A Gift from the Canadian Government
Foreign digital platforms have gained popularity and generated revenue in Canada without having to pay taxes like Canadian companies or meet similar obligations to create content here. Barry Appleton, a trade specialist and managing partner at Appleton & Associates International Lawyers LP, referred to this combination as "a large gift" from the Canadian government.
"This could be a very good day for Canadian creators — who have been unfairly attacked by foreign competitors and COVID-19," Appleton said following the speech. However, he also emphasized that this plan is not just about getting money from web giants but also about protecting content creators and innovators in Canada.

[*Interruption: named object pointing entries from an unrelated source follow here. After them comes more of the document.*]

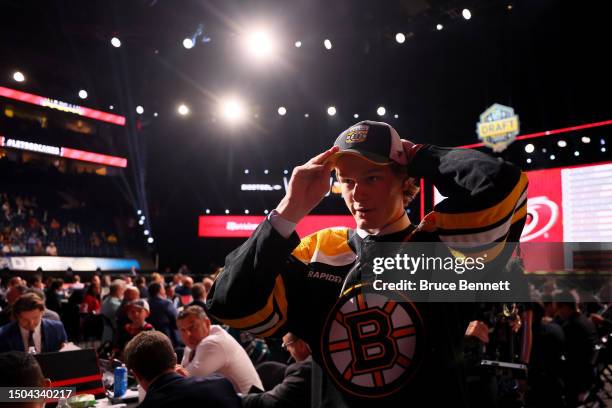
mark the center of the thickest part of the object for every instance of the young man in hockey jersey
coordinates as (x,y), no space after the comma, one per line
(370,349)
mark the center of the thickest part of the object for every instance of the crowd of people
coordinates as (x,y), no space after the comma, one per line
(129,314)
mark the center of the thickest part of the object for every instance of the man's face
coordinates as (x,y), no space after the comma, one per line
(372,193)
(30,319)
(193,330)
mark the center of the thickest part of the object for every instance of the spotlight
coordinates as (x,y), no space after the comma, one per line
(259,44)
(183,109)
(188,43)
(233,110)
(18,76)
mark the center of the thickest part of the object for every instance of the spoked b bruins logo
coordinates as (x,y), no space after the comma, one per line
(372,345)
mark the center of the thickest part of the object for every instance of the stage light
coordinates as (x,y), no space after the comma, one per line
(188,43)
(260,44)
(233,110)
(18,76)
(183,109)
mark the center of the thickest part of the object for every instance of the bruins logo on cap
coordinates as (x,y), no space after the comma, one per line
(372,345)
(357,134)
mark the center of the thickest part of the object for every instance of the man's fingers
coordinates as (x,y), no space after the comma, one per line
(320,159)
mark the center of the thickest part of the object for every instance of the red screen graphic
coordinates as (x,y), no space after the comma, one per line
(242,226)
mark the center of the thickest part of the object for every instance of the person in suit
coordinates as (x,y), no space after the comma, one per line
(151,358)
(163,313)
(294,390)
(30,332)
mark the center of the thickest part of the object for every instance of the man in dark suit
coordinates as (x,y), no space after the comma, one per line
(163,313)
(30,332)
(294,390)
(152,360)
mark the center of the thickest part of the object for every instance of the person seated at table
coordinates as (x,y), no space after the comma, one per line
(138,311)
(151,358)
(29,331)
(19,369)
(210,349)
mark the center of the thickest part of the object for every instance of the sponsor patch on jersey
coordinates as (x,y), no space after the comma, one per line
(372,345)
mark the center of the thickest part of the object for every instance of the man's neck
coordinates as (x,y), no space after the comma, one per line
(402,222)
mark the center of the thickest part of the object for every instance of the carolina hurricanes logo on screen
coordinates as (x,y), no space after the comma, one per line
(542,214)
(371,344)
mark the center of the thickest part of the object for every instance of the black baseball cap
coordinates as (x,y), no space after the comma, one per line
(376,142)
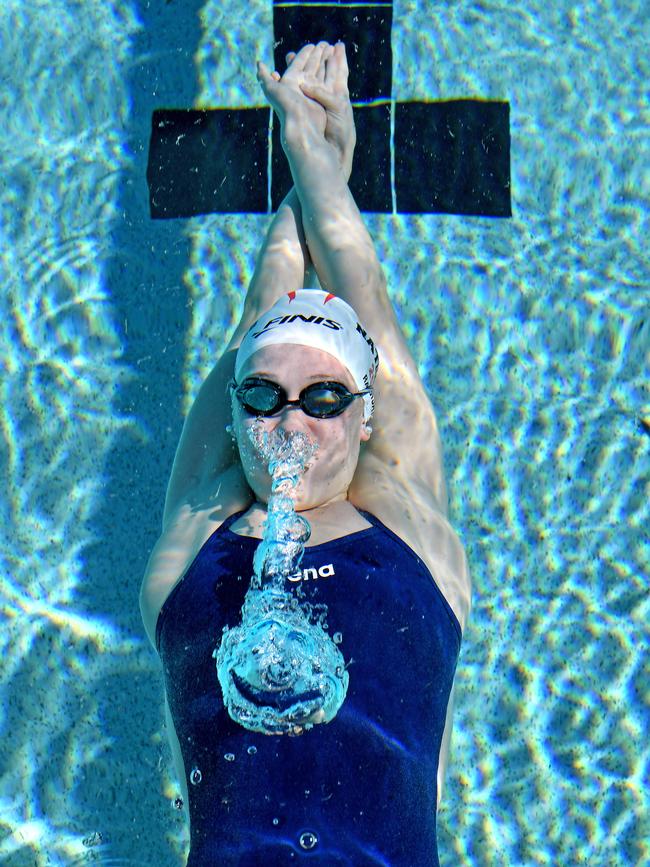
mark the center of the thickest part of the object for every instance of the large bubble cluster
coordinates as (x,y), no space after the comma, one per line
(279,670)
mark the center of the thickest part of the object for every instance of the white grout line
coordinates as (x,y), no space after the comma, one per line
(269,164)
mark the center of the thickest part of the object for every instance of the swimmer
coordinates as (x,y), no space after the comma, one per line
(331,364)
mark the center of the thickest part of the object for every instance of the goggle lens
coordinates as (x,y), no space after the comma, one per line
(320,400)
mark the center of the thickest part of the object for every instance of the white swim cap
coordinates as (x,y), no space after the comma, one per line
(316,318)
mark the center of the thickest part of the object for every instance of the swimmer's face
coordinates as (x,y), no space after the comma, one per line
(339,439)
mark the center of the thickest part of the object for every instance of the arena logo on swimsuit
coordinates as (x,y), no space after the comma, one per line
(313,574)
(311,320)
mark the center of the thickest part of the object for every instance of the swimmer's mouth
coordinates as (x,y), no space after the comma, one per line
(280,700)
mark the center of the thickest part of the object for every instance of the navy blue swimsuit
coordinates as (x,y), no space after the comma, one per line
(359,790)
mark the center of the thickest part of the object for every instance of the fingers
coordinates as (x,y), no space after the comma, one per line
(337,72)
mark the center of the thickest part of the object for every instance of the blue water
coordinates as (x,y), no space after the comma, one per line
(532,335)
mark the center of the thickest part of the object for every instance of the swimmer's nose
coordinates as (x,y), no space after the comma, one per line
(292,418)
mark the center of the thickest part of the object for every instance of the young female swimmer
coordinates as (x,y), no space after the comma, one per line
(363,787)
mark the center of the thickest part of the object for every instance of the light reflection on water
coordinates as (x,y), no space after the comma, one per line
(532,335)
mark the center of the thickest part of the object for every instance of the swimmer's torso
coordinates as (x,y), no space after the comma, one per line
(359,790)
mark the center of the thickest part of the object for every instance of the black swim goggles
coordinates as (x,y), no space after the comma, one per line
(320,400)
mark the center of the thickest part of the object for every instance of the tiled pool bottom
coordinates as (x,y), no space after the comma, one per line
(531,334)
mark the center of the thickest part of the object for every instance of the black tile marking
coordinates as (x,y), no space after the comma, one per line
(203,162)
(450,157)
(364,29)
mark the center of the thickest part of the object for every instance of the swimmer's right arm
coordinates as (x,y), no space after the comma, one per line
(205,451)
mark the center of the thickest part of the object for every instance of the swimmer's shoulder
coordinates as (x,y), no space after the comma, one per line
(413,513)
(184,533)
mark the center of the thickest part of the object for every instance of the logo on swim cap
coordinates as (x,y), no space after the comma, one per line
(284,320)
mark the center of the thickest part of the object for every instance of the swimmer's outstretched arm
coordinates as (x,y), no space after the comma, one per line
(405,428)
(205,450)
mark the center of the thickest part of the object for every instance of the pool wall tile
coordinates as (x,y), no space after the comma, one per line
(453,157)
(202,162)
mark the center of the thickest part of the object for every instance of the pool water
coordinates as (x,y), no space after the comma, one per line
(533,337)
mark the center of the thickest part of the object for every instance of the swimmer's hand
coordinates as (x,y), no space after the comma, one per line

A Plan That May Prove "Inconsistent" with Trade Obligations
However, Michael Geist, a law professor at the University of Ottawa and Canada Research Chair in internet and e-commerce law, expressed concerns that the government’s plan may prove "inconsistent" with Canada’s trade obligations if the aim is merely to "get money from web giants." He also noted that the throne speech seemed to ignore Ottawa’s previous commitments to a digital agenda with a focus on privacy reform and intellectual property.
"The government seems to view the Internet as an ATM to cross-subsidize the culture sector," Geist said. He argued that if the government wants to use taxes to support the cultural sector, it can do so by placing allocations into the budget so that spending is transparent and Canadians can see the trade-offs.
A Plan That May Backfire
Aaron Wudrick, federal director of the Canadian Taxpayers Federation, expressed concerns that any plan to use taxes to shore up domestic content producers "is almost certain to backfire." He cited France’s attempt to implement similar measures as an example. When France tried this approach, they were hit with retaliatory measures by the United States (which is home to almost all of the targets of such taxes), and the costs were simply passed along to consumers.
Wudrick urged the Canadian government to take great care not to conflate "fair sharing" of revenue with forcing consumers and taxpayers to subsidize content they don’t want.
A Heated Debate Ahead
The throne speech has sparked a heated debate about the merits of making tech giants pay their share in taxes and content creation. While some see this as an opportunity for Canadian creators, others are concerned that it may lead to inconsistent trade obligations or even backfire by passing costs along to consumers.
As the debate continues, one thing is clear: the Canadian government’s plan has significant implications for both the tech industry and the country’s trade relationships.
A Possible Way Forward
The throne speech seems to suggest that the government wants to use taxes to support the cultural sector. However, this approach raises questions about transparency and accountability. If the government wants to implement such a plan, it should do so by placing allocations into the budget so that spending is transparent and Canadians can see the trade-offs.
Ultimately, the success of this plan will depend on its implementation and whether it achieves its stated goals without causing unintended consequences.